1. Passive monitoring systems

    -- Generally appliance offerings which capture and analyze IP packets to provide insight into End-User Experience of a wide array of applications
    -- May have specialized analyses for standards-based apps such as Web, Voice, and Video
    -- Deployment is usually at datacenters or wherever the applications are hosted
    -- Vendors providing solutions in this space (in alphabetical order):
            -- CA’s Wily Customer Experience Manager (via Wily)
            -- Compuware’s ClientVantage (via Adlex)
            -- Coradiant
            -- HP’s Real User Monitor software (via Mercury Interactive)
            -- IBM Tivoli
            -- NetQoS
            -- Nimsoft
            -- OPNET Technologies
            -- Quest’s Foglight End User Management

2. Active monitoring systems w/ synthetic transactions

    -- In most cases this involves recording sample user activities (e.g. login, search for info, run report, etc.) and using deployed robot agents/appliances to replay them at varied intervals.
    -- Most frequently these solutions tend to be oriented exclusively towards Web apps, but there are specialized vendors that focus on large enterprise application suites such as SAP and Oracle.
    -- Generally deployed at user population centers such as campuses or representative locations such as selected offices in Europe or Asia.
    -- Market was pretty much created by Mercury Interactive (now part of HP) so they are the dominant player here.
    -- Some of the vendors in the passive monitoring space also have some active monitoring elements in their portfolio to “poke” the applications when users might not be utilizing their applications (after business hours, for example); other smaller vendors offer lower cost solutions when compared to the HP suite including Managed Objects’ own Business Experience Manager.
    -- For internet facing applications, services from companies like Gomez and Keynote Systems are great sources of performance data without having to deploy your own monitoring “robots”

3. End-user behavior monitoring & analysis

    -- A few of the passive monitoring vendors offer aggregate or high level data, but I tend to group solutions into this category that have detailed analysis not just performance, but also business analytics about user behavior.
    -- Some of the defining elements in this category include capture and playback of complete user sessions, tracking time spent on each page, click-through rates, and error or missing content identification.
    -- Solutions in this space are specialized by applications (e.g. Web, SAP, Oracle, etc.)
    -- Deployment can be a combination of appliances and software agents. 
    -- A few of the vendors in this space (in alphabetical order):
            -- Aternity
            -- Knoa
            -- Tealeaf

The list of players in the EUEM space is not comprehensive, just a short list of those whom I have some level of familiarity.
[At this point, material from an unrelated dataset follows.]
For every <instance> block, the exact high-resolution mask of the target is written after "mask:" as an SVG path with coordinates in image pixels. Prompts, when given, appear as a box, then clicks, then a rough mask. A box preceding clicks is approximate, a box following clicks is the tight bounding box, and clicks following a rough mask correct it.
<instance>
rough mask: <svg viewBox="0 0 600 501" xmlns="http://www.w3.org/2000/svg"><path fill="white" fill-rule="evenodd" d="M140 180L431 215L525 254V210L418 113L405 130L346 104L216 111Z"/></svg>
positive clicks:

Some quick Google searches or a call to your favorite analyst should turn up more.

I would like to explore this area in more detail and plan a series of follow up posts with topics such as: details about what information from EUEM solutions should be incorporated into the BSM fabric (Hint: it’s not just events); sharing field experience on deployment strategies that have worked & pitfalls to avoid; detailed coverage on specific vendors including strengths, weaknesses, integration details, etc.

If you have experience with any of the products mentioned, other vendors that feel should be mentioned in any of the categories, general feedback, or would like to have a one-on-one discussion on this (or other) topic I’ve covered, leave me a comment below.

***Disclosure: The author of this post, Abbas Haider Ali, held roles at OPNET Technologies and IBM prior to Managed Objects.